Бывшие военнослужащие, опробовавшие на себе эти способы лечения, и особенно те из них, кому довелось побывать за границей, выглядят так, как будто пережили второе рождение. Некоторые из тех, кто смог поучаствовать в калифорнийской программе обмена, убеждены, что повсеместное официальное признание ПТСР коренным образом изменит жизнь всех ветеранов. Они даже верят, что различные методы терапии могут быть с пользой применимы к большей части населения России. Один из этих людей признался мне, что хотел бы увидеть, как больницы ставят решение этой проблемы на поток. “Знаете, что-то вроде клиник, которые Святослав Федоров создал для глазных операций”, – предложил он, и его друзья его поддержали. Этот бывший солдат с сожалением и даже негодованием воспринимает пренебрежительное отношение со стороны старшего поколения ветеранов, мужчин и женщин, переживших Великую Отечественную войну. У этих пожилых людей было “совершенно иное психологическое восприятие”, объясняет он: “К тому же, после Второй мировой войны они не знали, что такое эмоциональная перегрузка, ее не принимали во внимание. Даже сегодня большинство стариков думает, что это такая модная новая штука. Это такой принцип: если бы не были открыты бактерии, не существовало бы никаких болезней”.

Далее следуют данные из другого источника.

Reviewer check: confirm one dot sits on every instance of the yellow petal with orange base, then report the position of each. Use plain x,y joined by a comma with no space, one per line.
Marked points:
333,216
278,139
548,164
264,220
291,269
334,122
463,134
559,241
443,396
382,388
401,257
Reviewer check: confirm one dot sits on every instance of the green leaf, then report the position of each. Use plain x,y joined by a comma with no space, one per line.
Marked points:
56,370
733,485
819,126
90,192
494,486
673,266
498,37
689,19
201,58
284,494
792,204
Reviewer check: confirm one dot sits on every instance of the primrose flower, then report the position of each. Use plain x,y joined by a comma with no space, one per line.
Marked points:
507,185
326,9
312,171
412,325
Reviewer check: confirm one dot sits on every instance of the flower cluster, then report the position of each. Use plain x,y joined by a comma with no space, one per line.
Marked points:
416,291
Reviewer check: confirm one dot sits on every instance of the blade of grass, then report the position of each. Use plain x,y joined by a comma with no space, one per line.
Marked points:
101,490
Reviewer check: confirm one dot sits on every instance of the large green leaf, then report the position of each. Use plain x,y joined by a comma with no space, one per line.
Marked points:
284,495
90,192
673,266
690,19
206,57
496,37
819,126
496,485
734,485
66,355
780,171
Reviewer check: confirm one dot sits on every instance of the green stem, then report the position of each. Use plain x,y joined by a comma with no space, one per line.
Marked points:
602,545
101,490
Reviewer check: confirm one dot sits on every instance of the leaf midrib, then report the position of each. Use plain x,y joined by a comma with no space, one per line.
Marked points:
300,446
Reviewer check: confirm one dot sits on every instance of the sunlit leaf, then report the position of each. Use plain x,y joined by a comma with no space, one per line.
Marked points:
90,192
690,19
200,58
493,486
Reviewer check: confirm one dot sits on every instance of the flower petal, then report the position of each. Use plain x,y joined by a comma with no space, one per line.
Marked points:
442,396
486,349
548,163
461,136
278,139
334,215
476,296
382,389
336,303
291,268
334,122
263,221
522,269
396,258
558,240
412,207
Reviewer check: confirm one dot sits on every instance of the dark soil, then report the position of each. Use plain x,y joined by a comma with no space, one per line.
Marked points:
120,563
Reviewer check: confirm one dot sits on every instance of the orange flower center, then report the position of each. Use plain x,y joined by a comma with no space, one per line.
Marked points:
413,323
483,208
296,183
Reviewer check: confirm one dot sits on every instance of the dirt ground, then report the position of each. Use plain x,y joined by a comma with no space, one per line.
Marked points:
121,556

Однако подобные взгляды исповедует только крошечное меньшинство. Смирнов прекрасно знает, что многие из его коллег – хотя отнюдь не все – просто не заметили результатов его работы[921]. Большинство афганцев, с которыми мне удалось поговорить или о которых я читала, также не слишком впечатлены его открытиями. Значительное число переживших эту войну нашли для себя индивидуальные способы существования, жизни со своим прошлым. Эти мужчины говорили мне: “Кто захочет пойти к психиатру? Это ничем не облегчить. Для начала вспомните об истории наших психиатрических больниц. Это не наш метод, да?” Только те, кто из-за своих проблем теряет трудоспособность и возможность вести нормальный образ жизни, добровольно обращаются за медицинской помощью[922]. В прочих случаях афганцы предпочитают держаться вместе. Когда один из них умирает – насильственной смертью или от отравления алкоголем, от последствий наркотиков или малярии, его товарищи, как правило, помогают семье оплатить расходы на похороны и надгробный памятник[923].